Она убежала и, спрятавшись на сеновал, долго прикладывала руки к горящим щекам, чуть не плача от какого-то непонятного ей самой стыда.

Потом весь день она не могла смотреть ему в глаза, будто была в чем-то виновата перед ним, а Константин Михайлович по-прежнему шутил, как обычно называл ее Макаронинкой и не замечал, как мучительно краснеет Наденька.

На этот раз Константин Михайлович приехал не один. Когда председательская машина вышла из-за поворота и, разгоняя кур, лежащих в придорожной пыли, пошла к савельевскому дому, Наденька еще издали увидела, что впереди, рядом с шофером сидит какая-то женщина.

Наденька суетилась, стараясь под этой суетой скрыть свое смущение, помогала вынимать из багажника вещи – два чемодана, резиновый скрипящий плащ и какой-то ящик.

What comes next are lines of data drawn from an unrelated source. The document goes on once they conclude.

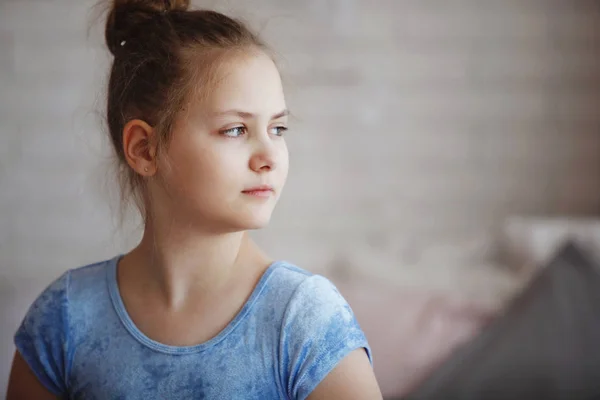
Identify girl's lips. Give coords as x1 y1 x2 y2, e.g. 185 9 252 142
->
242 189 273 197
242 185 274 197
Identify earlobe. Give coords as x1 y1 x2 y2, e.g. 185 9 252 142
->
123 119 157 176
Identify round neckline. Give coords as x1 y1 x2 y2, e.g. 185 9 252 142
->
106 254 282 354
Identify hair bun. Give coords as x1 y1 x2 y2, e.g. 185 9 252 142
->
105 0 190 55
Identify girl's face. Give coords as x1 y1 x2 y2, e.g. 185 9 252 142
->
156 53 288 232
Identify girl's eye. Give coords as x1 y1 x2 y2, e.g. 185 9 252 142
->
221 126 246 138
271 126 288 136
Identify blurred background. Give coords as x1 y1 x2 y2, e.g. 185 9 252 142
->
0 0 600 396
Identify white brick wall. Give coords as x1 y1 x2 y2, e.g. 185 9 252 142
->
0 0 600 392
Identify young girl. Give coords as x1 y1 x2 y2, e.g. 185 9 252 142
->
8 0 381 400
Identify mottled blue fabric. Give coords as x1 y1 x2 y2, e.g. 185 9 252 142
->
15 255 371 400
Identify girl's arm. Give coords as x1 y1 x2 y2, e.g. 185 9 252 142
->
307 349 382 400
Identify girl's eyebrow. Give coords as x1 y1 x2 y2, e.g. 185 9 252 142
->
213 108 290 120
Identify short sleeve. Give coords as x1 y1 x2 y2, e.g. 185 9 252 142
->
280 275 372 400
14 273 68 396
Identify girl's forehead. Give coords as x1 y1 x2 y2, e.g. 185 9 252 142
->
196 54 285 114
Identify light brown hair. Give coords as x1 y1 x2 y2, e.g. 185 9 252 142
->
105 0 267 218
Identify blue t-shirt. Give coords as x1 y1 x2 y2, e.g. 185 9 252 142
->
15 255 372 400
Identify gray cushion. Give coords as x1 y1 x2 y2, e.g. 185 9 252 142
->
406 242 600 400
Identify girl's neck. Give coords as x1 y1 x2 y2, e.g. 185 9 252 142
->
120 222 269 309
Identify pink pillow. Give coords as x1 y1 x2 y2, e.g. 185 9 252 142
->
334 281 491 397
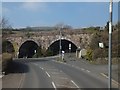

Константин Михайлович легонько дернул ее за косичку и пошутил:

– А ты чего же не растешь? Только веснушки растут.

Потом он спросил, где отец, и Наденька показала в конец улицы: там, переставляя костыли, уже шел Савельев.

Он подошел, запыхавшись, поздоровался с Константином Михайловичем, протянул руку женщине, и та назвала себя:

– Вера Сергеевна.

– Вы тоже из института? – спросил Савельев.

– Да, – ответила женщина. – Тоже. Лаборантка.

– Ну, вот и хорошо, – заспешил Савельев, и не понять было, что же тут хорошего. – Давайте в дом, отдохнете; дорога-то у нас тряская…

За столом Наденька исподтишка рассматривала гостью, и та ей не нравилась. Не нравились глаза, светлые, словно слинявшие, с морщинками вокруг. Губы – накрашенные, слишком яркие на бледном тонком лице. И нос – широкий, чуть раздвоенный на конце, будто припухший. Казалось, Вера Сергеевна только что плакала. «Старая, лет тридцать», – решила Наденька. Что ж, в пятнадцать лет не очень-то жалуют людей с морщинами.

Вера Сергеевна, улыбаясь накрашенными губами, рассматривала комнату, пузатый старомодный комод, патефон, покрытый вышитой накидкой, фотографии, разложенные веером в большой рамке на стене…

– Это, верно, вы? – спросила она Савельева, кивая на одну фотографию. Там он был снят в ушанке с лентой наискосок, ватнике и с немецким автоматом.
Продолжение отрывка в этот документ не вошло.